Ich selbst bin nicht religiös und entstamme einem Elternhaus, in dem Religion so gut wie keine Rolle gespielt hat. Ich wurde daher auch nicht religiös erzogen, wurde nicht getauft, und in meinen Schulzeugnissen findet sich seit jeher der Eintrag: "Religiöses Bekenntnis: ohne religiöses Bekenntnis". Mein Vater ist ebenfalls konfessionslos, nur meine Mutter wurde katholisch getauft, doch ich empfand sie nie als tief religiös. Meiner Mutter zuliebe feierten wir zwar jedes Jahr Weihnachten und aßen zu Ostern gefärbte Eier, aber das waren auch schon alle Handlungen, die im entferntesten Sinne mit Religion zu tun hatten. Weder gingen wir je in die Kirche noch beschäftigten wir uns mit irgendwelchen religiösen Lehren. Zu Hause haben wir tausende Bücher, aber die Bibel ist nicht darunter.

Statt einer Religion lehrte mich mein Vater von klein auf den Kritischen Rationalismus Karl Poppers, und er brachte mir auch Verschiedenes über die Philosophie des Marxismus-Leninismus bei, von der er recht viel Ahnung hatte, wenngleich er ihr kritisch gegenüberstand. Meine Mutter hielt sich mit Äußerungen über weltanschauliche Fragestellungen zurück.

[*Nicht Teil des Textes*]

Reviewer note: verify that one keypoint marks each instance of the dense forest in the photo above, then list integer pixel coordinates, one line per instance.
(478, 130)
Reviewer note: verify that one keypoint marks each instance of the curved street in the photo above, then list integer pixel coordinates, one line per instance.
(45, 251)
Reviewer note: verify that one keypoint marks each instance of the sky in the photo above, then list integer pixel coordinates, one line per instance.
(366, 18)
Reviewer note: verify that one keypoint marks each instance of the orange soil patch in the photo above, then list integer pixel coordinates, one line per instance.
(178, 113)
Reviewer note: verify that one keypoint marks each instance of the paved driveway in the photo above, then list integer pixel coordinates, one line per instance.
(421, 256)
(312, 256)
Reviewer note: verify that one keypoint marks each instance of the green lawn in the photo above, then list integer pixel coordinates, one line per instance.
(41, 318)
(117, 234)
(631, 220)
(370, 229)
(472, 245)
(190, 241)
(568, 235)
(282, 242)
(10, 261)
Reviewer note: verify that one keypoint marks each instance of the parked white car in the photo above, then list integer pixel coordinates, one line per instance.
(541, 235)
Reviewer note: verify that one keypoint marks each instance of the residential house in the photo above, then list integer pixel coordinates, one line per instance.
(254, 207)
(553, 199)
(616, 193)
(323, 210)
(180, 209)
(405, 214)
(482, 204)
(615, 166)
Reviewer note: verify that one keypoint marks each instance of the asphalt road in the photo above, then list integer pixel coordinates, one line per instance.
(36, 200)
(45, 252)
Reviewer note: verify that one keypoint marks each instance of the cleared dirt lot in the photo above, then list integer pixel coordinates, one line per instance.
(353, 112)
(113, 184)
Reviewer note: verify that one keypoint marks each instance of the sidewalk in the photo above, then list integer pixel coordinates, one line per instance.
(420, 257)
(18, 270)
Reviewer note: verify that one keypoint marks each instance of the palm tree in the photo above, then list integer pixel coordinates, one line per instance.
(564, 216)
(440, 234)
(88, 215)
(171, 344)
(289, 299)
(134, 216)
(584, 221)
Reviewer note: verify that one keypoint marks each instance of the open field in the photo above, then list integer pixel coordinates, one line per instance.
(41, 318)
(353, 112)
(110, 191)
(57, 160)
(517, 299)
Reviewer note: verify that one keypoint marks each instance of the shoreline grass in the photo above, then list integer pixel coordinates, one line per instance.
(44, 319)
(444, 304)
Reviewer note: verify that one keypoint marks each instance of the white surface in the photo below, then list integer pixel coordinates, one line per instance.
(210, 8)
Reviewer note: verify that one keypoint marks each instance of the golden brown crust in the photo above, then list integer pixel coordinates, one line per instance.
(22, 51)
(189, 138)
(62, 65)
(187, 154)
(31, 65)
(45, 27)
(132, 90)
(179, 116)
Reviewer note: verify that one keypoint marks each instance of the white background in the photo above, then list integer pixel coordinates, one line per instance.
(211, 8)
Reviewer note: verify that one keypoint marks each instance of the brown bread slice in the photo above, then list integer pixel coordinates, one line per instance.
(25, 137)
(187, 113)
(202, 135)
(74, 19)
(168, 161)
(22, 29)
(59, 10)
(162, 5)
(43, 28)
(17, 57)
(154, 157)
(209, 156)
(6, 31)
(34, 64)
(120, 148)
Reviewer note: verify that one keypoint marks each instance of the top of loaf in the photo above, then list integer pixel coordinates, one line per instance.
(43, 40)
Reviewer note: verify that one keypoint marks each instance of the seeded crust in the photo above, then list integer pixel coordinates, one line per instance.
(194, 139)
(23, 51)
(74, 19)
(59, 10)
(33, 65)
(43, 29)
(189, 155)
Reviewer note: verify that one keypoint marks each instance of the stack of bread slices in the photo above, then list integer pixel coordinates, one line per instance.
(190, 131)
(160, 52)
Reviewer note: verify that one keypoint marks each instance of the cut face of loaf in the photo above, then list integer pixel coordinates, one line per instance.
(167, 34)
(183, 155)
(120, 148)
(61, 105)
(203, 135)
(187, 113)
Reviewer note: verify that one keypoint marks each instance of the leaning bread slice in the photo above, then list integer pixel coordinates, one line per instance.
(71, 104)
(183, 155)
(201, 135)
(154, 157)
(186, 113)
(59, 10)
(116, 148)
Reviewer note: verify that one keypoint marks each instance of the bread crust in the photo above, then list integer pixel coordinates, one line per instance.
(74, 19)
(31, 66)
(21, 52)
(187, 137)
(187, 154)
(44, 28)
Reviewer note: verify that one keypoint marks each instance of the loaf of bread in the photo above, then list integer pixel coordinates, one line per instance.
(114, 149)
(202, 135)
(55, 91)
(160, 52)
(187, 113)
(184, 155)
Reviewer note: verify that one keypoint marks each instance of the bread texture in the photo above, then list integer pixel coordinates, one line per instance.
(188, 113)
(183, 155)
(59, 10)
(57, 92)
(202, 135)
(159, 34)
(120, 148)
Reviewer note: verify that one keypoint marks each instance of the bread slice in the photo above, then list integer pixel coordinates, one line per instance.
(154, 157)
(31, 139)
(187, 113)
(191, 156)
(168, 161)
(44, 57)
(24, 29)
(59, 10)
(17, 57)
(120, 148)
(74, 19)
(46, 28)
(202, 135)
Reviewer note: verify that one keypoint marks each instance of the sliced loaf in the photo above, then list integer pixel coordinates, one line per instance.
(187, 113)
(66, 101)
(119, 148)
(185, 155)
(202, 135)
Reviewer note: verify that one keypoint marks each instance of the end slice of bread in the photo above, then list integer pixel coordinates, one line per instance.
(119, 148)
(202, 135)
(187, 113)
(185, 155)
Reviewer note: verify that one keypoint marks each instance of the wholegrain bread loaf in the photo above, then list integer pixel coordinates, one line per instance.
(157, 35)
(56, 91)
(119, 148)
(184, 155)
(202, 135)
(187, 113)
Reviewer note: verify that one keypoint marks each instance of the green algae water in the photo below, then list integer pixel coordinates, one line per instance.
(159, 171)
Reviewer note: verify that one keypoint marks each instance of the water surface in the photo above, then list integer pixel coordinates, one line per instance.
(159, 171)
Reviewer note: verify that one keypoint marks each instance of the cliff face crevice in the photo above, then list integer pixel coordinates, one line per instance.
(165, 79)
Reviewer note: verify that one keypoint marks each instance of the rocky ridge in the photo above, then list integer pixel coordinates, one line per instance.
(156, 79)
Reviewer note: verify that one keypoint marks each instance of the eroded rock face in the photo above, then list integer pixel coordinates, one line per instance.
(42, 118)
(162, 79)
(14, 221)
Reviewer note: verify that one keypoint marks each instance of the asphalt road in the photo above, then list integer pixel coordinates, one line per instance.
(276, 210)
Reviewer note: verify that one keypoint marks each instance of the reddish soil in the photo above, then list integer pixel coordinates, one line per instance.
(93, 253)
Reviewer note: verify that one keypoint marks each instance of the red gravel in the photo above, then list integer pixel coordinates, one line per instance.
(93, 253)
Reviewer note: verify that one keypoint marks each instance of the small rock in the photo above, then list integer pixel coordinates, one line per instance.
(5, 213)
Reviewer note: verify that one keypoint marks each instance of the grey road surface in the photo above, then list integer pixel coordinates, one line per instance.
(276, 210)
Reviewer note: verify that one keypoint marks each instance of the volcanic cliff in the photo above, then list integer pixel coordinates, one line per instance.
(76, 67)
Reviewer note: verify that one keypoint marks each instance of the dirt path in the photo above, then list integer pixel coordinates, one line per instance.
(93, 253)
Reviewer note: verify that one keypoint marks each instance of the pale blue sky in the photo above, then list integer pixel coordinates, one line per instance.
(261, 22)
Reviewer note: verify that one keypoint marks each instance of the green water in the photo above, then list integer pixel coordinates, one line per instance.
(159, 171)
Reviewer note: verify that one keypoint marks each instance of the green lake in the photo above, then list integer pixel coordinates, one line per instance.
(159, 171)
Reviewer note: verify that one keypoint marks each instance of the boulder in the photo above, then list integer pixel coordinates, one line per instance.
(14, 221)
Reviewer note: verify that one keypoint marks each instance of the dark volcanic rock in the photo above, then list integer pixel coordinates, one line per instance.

Ich bin somit nicht religiös geprägt; anders als bei vielen Religiösen gibt es bei mir daher keine religiösen Vorstellungen, an die ich mich zwanghaft klammere und nach denen ich mein Leben ausrichte. In unserer Familie galt lediglich das Streben nach Bildung als oberste Tugend; und dieses Streben entsprach auch meinem Naturell. Somit tat ich nie etwas aus Zwang, sondern immer aus eigenem, aber keineswegs religiös motivierten Antrieb.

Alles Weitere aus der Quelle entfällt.